I’m no Gospel preacher, but I turned to God and prayed for strength; “all I need God is strength to finish this race…I’m not willing to settle for second best…I’m not failing my team mates, my family, my friends, especially my wife who stood by me since my failure in 2009….I need this finish more than anything right now!”
I realized that this was no fight in a boxing ring; this was a real street fight…it was now gloves off and fight until the end. My teeth started hurting, that was how hard I was biting on them and my legs were killing me, I was once again falling asleep, this time whilst walking….WTF?
With 7 kilometers to go I saw an angel up the road, the thing I wished for the most…my wife!! She came walking towards me in the forest, ready to kick my ass all the way to the finish line….we exchanged a few words and off she sent me: “I’m already proud of you; hubby and I’ll see you at the finish line soon! Coach is waiting up the road”; she said; “he will run the last bit with you!!!!”
“Coach WTF man?…this aint easy bro! Fighting Mike Tyson must be easier!”…coach just laughed and said….”walk this thing mate you have more than enough time!” I wasn’t too sure about that, I didn’t actually trust anybody at that point in time.
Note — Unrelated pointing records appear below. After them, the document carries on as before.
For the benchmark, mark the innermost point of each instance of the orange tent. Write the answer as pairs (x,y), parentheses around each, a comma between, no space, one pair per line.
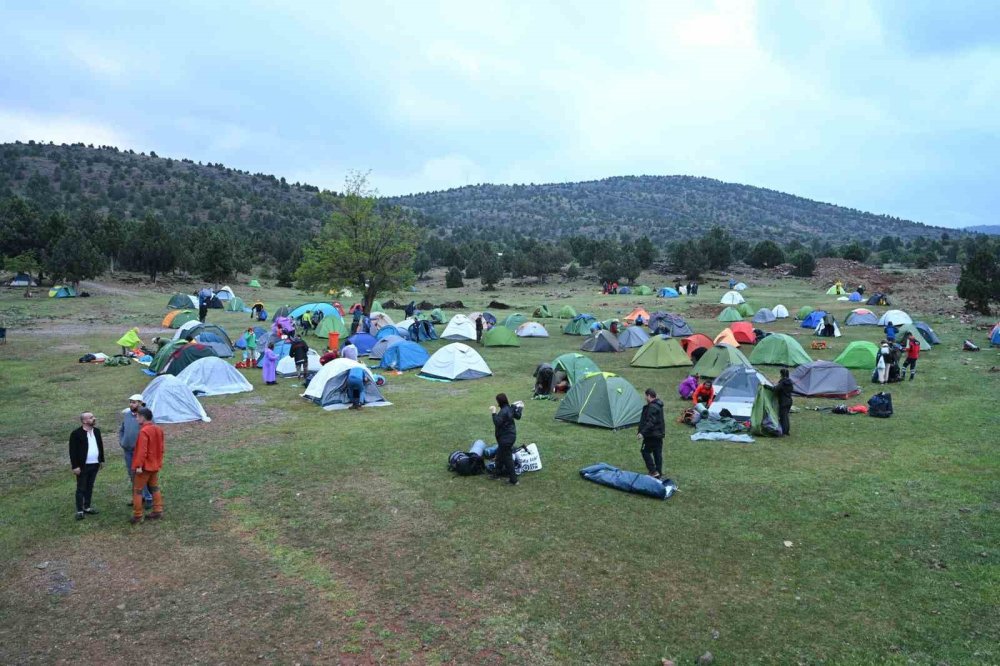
(635,314)
(727,337)
(743,332)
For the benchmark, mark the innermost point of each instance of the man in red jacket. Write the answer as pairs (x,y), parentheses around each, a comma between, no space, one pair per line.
(147,460)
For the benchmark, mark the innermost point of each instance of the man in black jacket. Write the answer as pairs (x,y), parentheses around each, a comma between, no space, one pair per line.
(86,455)
(651,431)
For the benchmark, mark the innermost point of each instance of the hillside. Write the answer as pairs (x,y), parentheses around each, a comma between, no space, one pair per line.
(666,206)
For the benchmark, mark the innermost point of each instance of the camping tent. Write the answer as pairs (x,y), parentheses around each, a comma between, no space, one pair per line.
(500,336)
(764,316)
(779,349)
(859,354)
(660,352)
(730,314)
(213,376)
(531,329)
(603,341)
(601,399)
(460,328)
(579,325)
(633,336)
(736,389)
(455,362)
(171,401)
(824,379)
(732,298)
(576,366)
(715,360)
(404,355)
(861,317)
(566,312)
(62,291)
(328,387)
(897,317)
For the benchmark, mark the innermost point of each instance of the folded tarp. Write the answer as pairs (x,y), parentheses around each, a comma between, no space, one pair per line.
(631,482)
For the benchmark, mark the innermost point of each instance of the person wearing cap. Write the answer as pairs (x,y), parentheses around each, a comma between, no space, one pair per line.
(128,433)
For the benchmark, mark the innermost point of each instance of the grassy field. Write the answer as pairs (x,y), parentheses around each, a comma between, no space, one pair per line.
(294,535)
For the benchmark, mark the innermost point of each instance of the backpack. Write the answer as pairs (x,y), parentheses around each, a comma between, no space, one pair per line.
(880,405)
(466,464)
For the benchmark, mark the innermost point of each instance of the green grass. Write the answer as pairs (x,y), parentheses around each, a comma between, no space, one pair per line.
(298,535)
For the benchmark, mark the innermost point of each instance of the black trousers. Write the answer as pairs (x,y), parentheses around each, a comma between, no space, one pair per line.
(85,485)
(505,462)
(783,421)
(652,454)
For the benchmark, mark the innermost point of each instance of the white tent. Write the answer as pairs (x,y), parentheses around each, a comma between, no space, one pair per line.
(213,376)
(732,298)
(455,362)
(172,401)
(460,328)
(897,317)
(286,366)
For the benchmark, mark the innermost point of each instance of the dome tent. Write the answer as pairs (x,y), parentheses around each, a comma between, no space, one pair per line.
(455,362)
(779,349)
(213,376)
(603,400)
(171,401)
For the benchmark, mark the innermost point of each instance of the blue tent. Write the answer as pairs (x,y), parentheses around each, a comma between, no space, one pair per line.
(325,308)
(813,319)
(404,355)
(363,342)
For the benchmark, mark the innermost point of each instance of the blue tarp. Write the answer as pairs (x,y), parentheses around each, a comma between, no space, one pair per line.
(631,482)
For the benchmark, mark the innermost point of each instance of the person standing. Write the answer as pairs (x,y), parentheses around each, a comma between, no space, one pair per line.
(146,465)
(505,431)
(86,456)
(651,431)
(783,391)
(128,433)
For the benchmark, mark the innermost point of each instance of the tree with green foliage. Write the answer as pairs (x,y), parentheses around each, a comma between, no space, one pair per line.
(979,285)
(765,254)
(804,264)
(363,245)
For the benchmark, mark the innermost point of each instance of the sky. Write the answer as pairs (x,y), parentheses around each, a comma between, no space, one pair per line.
(888,107)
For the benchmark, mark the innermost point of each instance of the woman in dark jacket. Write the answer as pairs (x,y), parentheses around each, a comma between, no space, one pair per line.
(504,415)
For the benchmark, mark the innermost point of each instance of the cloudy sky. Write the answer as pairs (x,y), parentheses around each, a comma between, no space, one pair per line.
(891,107)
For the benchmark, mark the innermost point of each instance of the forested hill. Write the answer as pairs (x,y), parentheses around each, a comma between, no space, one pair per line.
(664,206)
(133,185)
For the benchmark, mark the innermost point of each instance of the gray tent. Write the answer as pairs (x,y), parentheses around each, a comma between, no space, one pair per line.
(824,379)
(603,341)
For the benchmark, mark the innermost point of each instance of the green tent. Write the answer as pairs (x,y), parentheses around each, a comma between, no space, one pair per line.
(860,354)
(514,320)
(601,399)
(764,404)
(234,304)
(660,352)
(566,312)
(779,349)
(715,360)
(500,336)
(730,314)
(575,366)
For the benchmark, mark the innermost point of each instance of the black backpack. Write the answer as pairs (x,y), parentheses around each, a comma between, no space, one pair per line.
(466,464)
(880,405)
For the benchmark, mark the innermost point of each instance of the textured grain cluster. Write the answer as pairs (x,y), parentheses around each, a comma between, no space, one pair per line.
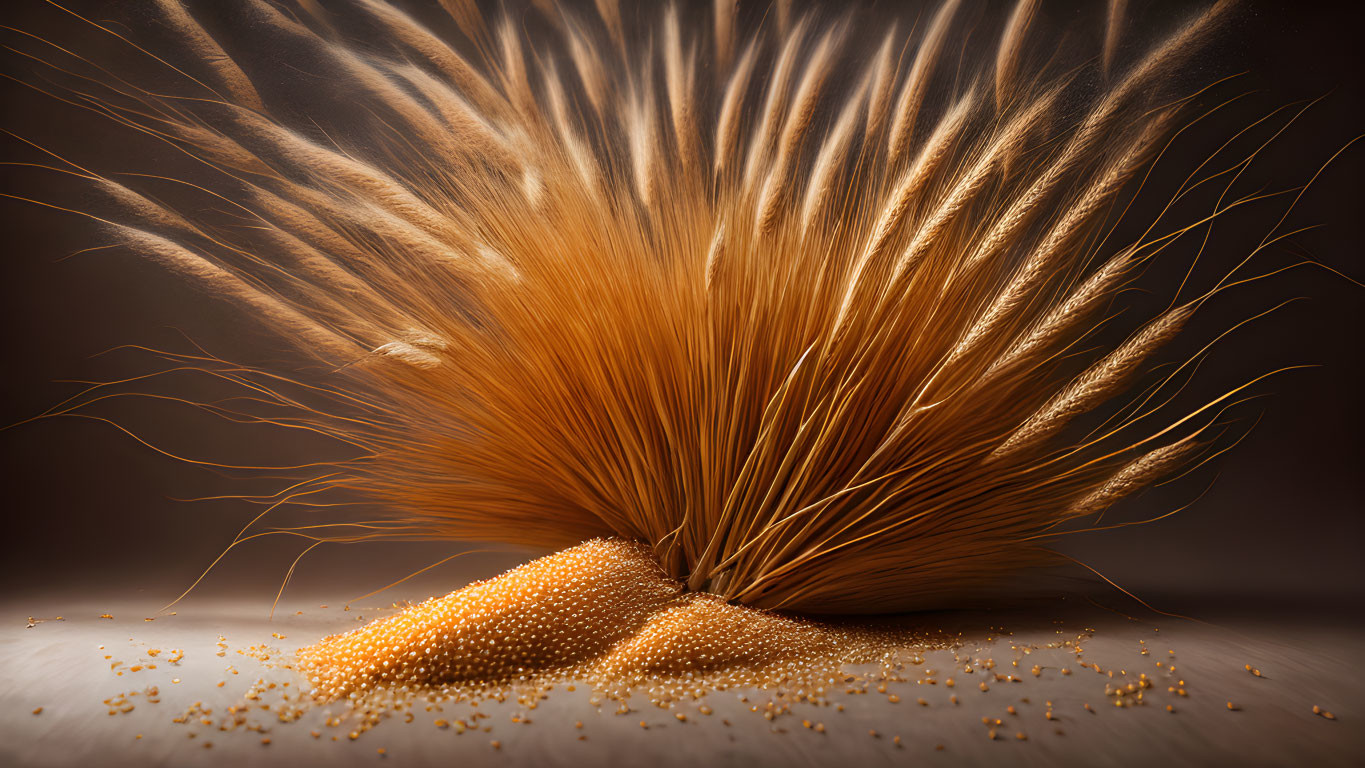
(810,304)
(602,611)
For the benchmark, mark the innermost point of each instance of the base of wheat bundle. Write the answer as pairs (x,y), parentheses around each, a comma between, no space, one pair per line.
(601,613)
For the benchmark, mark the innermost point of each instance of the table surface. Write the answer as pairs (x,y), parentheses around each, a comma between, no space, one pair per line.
(1308,655)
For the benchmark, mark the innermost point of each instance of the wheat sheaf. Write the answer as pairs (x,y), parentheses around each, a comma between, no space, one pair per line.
(799,311)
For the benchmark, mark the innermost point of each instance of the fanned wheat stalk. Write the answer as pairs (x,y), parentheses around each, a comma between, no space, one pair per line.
(795,313)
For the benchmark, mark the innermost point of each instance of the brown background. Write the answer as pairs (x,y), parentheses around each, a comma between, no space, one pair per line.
(88,508)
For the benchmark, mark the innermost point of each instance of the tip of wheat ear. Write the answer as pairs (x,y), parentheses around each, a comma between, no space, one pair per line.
(602,611)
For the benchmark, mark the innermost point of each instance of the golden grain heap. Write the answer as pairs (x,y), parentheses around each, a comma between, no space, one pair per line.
(604,613)
(803,304)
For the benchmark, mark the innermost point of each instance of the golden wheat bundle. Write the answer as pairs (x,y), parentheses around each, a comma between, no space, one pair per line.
(777,313)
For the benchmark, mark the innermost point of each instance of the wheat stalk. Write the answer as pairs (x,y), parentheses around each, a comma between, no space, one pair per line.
(788,314)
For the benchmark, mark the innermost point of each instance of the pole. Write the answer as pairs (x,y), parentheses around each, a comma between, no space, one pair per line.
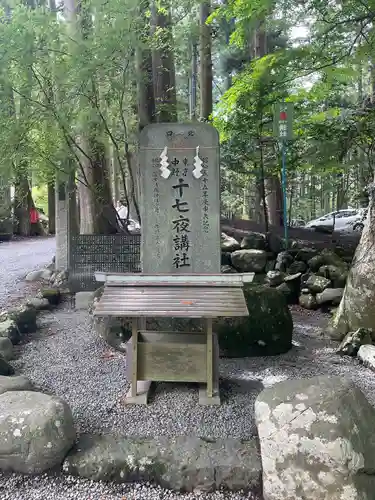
(285,214)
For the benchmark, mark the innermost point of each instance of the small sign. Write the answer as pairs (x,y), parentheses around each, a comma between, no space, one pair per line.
(283,121)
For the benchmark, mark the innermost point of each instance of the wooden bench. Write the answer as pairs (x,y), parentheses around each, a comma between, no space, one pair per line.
(172,356)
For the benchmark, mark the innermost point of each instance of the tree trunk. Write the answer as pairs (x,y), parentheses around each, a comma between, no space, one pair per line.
(164,77)
(51,208)
(146,98)
(97,213)
(357,307)
(193,81)
(274,200)
(205,61)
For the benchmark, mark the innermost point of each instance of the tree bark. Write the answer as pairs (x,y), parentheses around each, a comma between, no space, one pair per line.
(357,307)
(274,200)
(51,208)
(206,104)
(146,98)
(97,213)
(164,76)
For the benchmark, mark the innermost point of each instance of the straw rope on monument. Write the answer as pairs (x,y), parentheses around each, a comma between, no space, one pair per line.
(180,255)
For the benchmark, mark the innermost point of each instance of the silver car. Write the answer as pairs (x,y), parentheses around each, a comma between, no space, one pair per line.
(342,220)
Running into town through those switch backs, hearing the music blaring somewhere close by made me realize….I had it in the bag….I just had to keep on going, had to pick myself up and run…”it’s now or never”. It was like I found my second breath, my legs were still hurting, I was in a world of pain but shuffled into the finish shoot, only to find loads of people, friends, team mates and my lovely wife to welcome me home…what a great feeling that was! I was emotional but managed to hold back the tears, as I was taught as I grew up…”men don’t cry! If you cry, someone will give you something to cry about!!!” I had my own private little moment in the recovery tent whilst I realized what I just achieved then…and that’s off the record please! ☺ Race done and dusted..dreams do however come true!!!
Special thanks goes to Coach, my team mates, the people in the chat room that stayed awake to see me cross the finish line.
Simon Marshall…what a legend he is…Simon, thanks for taking good care of us mate, thanks for the fine organization, the logistics, the booking of the hotel and most off all ensuring that everybody was happy!!
And most of all Liezel, my lovely wife who stood by my side throughout this journey. “Thanks babes love you to bits”
Lisa Fenton….this one is for you….Busselton 2012 here she comes!
Quote: “The world ain’t all sunshine and rainbows. It’s a very mean and nasty place, and I don’t care how tough you are, it will beat you to your knees and keep you there permanently if you let it. Not you, me, or nobody is gonna hit as hard as life. But it ain’t about how hard you hit. It’s about how hard you can get hit and keep moving forward; how much you can take and keep moving forward. That’s how winning is done! Now, if you know what you’re worth, then go out and get what you’re worth. But you gotta be willing to take the hits, and not pointing fingers saying you ain’t where you wanna be because of him, or her, or anybody. Cowards do that and that ain’t you. You’re better than that!”